Prevalent Dental Emergencies in Pets
Do you suspect that your pet may be having a dental emergency? When does your pet’s dental health become critical? In such a predicament, how would you proceed? You, the pet owner, understand the value of good dental hygiene. Nonetheless, you should be aware of the warning indications of a dental problem in your pet.
These are some of the pets’ most frequent dental emergencies, so you’ll know when to take yours to the vet.
If your pet is bleeding from the mouth, you must act immediately. You could look in your pet’s mouth and decide that a bit of blood on the gums isn’t a huge concern. However, if you notice any discoloration or blood in your pet’s mouth, you should get it checked out by a vet immediately.
They may be experiencing the early stages of tooth decay or gum disease, both of which should be treated before progressing to more severe conditions.

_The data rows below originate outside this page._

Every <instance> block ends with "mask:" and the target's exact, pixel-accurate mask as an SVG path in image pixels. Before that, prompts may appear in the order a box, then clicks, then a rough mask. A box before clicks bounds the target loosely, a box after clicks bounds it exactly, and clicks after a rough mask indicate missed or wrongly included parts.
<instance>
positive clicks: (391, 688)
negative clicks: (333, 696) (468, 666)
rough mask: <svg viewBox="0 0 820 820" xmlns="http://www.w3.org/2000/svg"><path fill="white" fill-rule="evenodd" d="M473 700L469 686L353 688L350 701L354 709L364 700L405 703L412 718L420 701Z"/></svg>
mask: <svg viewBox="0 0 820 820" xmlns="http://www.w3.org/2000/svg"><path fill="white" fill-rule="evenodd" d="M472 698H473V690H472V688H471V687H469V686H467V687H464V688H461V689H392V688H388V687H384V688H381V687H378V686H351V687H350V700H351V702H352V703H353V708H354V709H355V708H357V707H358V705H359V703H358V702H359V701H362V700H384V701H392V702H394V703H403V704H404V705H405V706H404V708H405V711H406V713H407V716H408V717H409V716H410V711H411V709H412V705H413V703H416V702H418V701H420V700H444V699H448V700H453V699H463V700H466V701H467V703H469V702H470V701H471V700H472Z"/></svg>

If your pet has dental injuries or is bleeding from the mouth, you should immediately get them to an emergency vet clinic in Santa Barbara. Emergency veterinarians will administer the crucial necessary care to halt the bleeding.
Pets with lengthy cases of untreated gingivitis develop periodontal disease, characterized by an infection of the supporting tissues of the tooth socket. Periodontal disease cannot typically be remedied by just having one’s teeth cleaned. This is because the infection is much more deeply embedded than in gingivitis. In extreme cases, dental surgery is the only option for addressing such a dental emergency.

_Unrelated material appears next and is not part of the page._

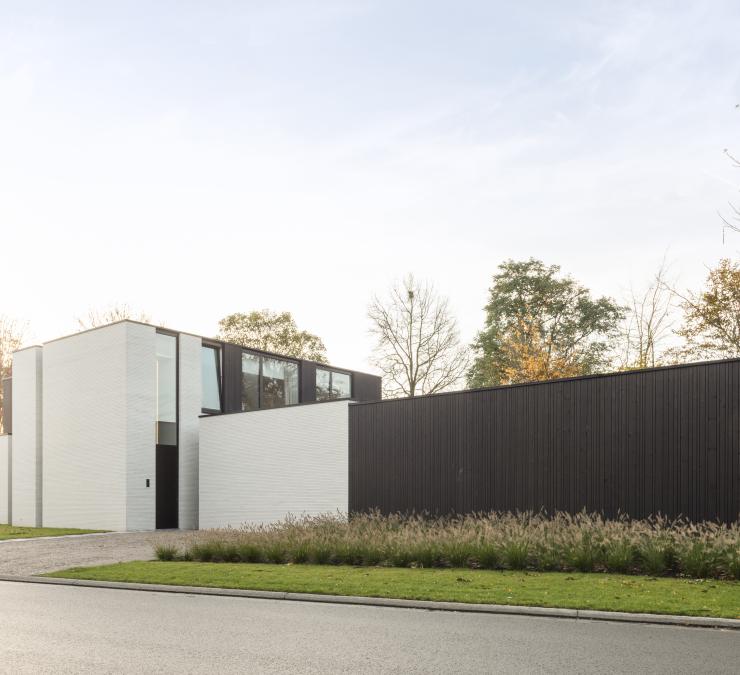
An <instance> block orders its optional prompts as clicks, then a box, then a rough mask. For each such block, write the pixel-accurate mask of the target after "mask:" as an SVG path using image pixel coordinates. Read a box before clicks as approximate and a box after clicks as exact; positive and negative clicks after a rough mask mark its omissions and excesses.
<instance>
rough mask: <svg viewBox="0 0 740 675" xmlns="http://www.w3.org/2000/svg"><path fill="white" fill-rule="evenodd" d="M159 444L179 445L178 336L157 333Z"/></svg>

One approach to protect your pet from getting this condition is to clean their mouth and take them to the vet dentist regularly. Additionally, it is best to take your pet to a vet clinic that offers pet diagnosis and internal medicine services if you suspect that they have a periodontal disease so that the proper treatment may be given. If you are in need of a vet that provides such services, visit this page.
Refusal or Difficulty in Eating
Pets’ refusal to eat could mean they’re experiencing health issues. But when your pet has trouble chewing or swallowing, it’s probably because of dental issues. Immediate veterinary attention is needed to determine the source of these symptoms. Your veterinarian may offer tooth extraction or other surgical treatment if your pet has difficulty eating due to dental problems.
However, dental surgery may not be a viable option for your pet. In this case, consult your veterinarian about switching to wet food for your pet. Moreover, your pet’s skin is just as crucial as its teeth, so keep that in mind while caring for their teeth. Take your pet to the vet dermatologist if it develops skin problems.
Remember that your pet can’t communicate how it feels when its teeth hurt. As painful as it may be, dental diseases are a reality of life for pets. Having a good dental health practice at home is the first step in reducing these problems for your pet. Having professional veterinary dental cleanings done regularly is also recommended.